Los elementos que nos caracterizan como mexicanos remiten a distintas tradiciones. Sin duda, uno de los ecos que nos brinda identidad es la música. Tanto como versos, las canciones se hallan en la memoria colectiva. Se puede aludir a diferentes “poemas”, por ejemplo: “Quiero tenerte muy cerca/ mirarme en tus ojos/ verte junto a mí” e identificar que se trata de una melodía mexicana. Estos versos impregnados en nuestro haber se encuentran en las marimbas de Xochimilco o en las transmisiones de los viejos radios del mercado del centro de Tlalpan.
La primera vez que escuché a Macedonio Alcalá, representante de la música oaxaqueña, sin saberlo, fue en las trajineras del sur del Distrito Federal. Mi abuelo pidió a los músicos de aquella ocasión que tocaran el famoso vals de Oaxaca: Dios nunca muere. La segunda ocación fue en la ciudad natal del compositor, su himno viajaba en el viento de la bella Oaxaca resonando entre sitios como el mercado de artesanías o la iglesia de Santo Domingo.
La composición de Macedonio Alcalá data de 1868; la letra, posteriormente, interpretada por Pedro Infante, fue del autor Vicente Garrido. La melodía se halla a la altura de la “Canción mixteca” de José López Alavez. La primera, como menciona el título, alude a Dios y a la fe que tienen los hombres al morir: “Pero no importa saber/ que voy a tener el mismo final/ porque me queda el consuelo/ que Dios nunca morirá”. No resulta fortuito que la segunda esboce la nostalgia de la vida del lugar donde se nació. Tal pareciera que a pesar de la festividad que poseen las canciones mexicanas, frecuentemente encontraremos un rasgo de nostalgia, fe y recuerdo.

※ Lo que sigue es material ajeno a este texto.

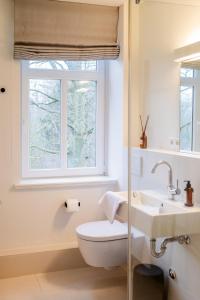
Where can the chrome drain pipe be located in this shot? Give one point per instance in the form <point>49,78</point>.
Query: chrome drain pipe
<point>181,239</point>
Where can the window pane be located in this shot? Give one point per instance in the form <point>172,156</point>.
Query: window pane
<point>81,116</point>
<point>63,65</point>
<point>44,126</point>
<point>187,73</point>
<point>186,118</point>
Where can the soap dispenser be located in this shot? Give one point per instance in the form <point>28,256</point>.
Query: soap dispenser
<point>188,194</point>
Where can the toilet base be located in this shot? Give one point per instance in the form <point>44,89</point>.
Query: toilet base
<point>106,254</point>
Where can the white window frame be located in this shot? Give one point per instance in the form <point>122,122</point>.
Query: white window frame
<point>64,76</point>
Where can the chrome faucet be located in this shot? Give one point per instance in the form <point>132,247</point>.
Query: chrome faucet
<point>172,190</point>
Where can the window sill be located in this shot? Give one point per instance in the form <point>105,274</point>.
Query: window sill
<point>56,183</point>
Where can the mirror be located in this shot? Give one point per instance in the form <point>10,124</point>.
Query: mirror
<point>189,108</point>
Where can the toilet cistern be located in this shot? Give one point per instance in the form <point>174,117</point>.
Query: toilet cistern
<point>172,190</point>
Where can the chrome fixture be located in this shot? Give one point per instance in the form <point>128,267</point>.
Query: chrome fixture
<point>172,190</point>
<point>181,239</point>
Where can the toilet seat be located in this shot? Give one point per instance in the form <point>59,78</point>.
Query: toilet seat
<point>101,231</point>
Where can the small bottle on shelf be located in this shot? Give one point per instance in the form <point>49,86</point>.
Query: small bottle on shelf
<point>188,194</point>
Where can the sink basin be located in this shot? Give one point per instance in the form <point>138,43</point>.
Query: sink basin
<point>156,216</point>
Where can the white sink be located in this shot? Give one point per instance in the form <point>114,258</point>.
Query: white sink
<point>157,216</point>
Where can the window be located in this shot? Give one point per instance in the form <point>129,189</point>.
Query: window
<point>63,118</point>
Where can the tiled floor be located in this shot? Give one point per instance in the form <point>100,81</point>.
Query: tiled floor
<point>76,284</point>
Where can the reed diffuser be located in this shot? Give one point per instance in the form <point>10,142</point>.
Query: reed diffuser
<point>143,137</point>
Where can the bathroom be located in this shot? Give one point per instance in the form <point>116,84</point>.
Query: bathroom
<point>43,208</point>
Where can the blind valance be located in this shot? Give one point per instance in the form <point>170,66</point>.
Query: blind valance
<point>50,29</point>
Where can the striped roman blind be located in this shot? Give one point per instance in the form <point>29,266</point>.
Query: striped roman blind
<point>50,29</point>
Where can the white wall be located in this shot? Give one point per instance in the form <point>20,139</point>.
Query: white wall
<point>184,259</point>
<point>163,28</point>
<point>31,220</point>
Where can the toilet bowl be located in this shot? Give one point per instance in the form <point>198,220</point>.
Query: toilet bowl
<point>103,244</point>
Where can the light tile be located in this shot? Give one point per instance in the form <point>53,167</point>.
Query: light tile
<point>75,284</point>
<point>19,287</point>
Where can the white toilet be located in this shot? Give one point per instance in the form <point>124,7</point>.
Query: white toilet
<point>103,244</point>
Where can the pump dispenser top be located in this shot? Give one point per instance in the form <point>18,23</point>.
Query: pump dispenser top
<point>189,193</point>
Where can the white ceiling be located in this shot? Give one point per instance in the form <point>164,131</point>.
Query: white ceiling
<point>99,2</point>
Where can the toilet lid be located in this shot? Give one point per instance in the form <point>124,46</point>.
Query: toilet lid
<point>102,231</point>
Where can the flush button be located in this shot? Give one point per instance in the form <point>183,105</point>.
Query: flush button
<point>172,273</point>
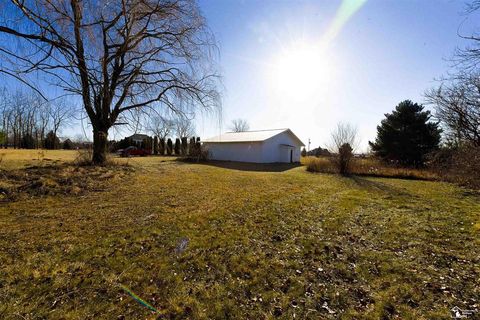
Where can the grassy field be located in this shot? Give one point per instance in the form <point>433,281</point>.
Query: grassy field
<point>221,241</point>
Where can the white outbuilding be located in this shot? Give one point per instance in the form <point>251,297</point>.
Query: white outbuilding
<point>262,146</point>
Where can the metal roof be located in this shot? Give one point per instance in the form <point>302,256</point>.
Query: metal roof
<point>249,136</point>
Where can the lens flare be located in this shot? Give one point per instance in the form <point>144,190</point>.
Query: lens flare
<point>346,10</point>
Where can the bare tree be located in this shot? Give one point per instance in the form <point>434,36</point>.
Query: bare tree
<point>118,56</point>
<point>239,125</point>
<point>184,127</point>
<point>457,99</point>
<point>60,114</point>
<point>344,142</point>
<point>457,106</point>
<point>160,126</point>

Los versos, adheridos a mí, de esta canción se volvieron parte fundamental de un recuerdo entrañable del hombre que me enseñó este himno oaxaqueño, el hombre que amorosamente me crío, mi abuelo. Quizá, exista en las canciones tradicionales mexicanas el recuerdo y la nostalgia porque detrás de cada una, hay una historia por ser contada.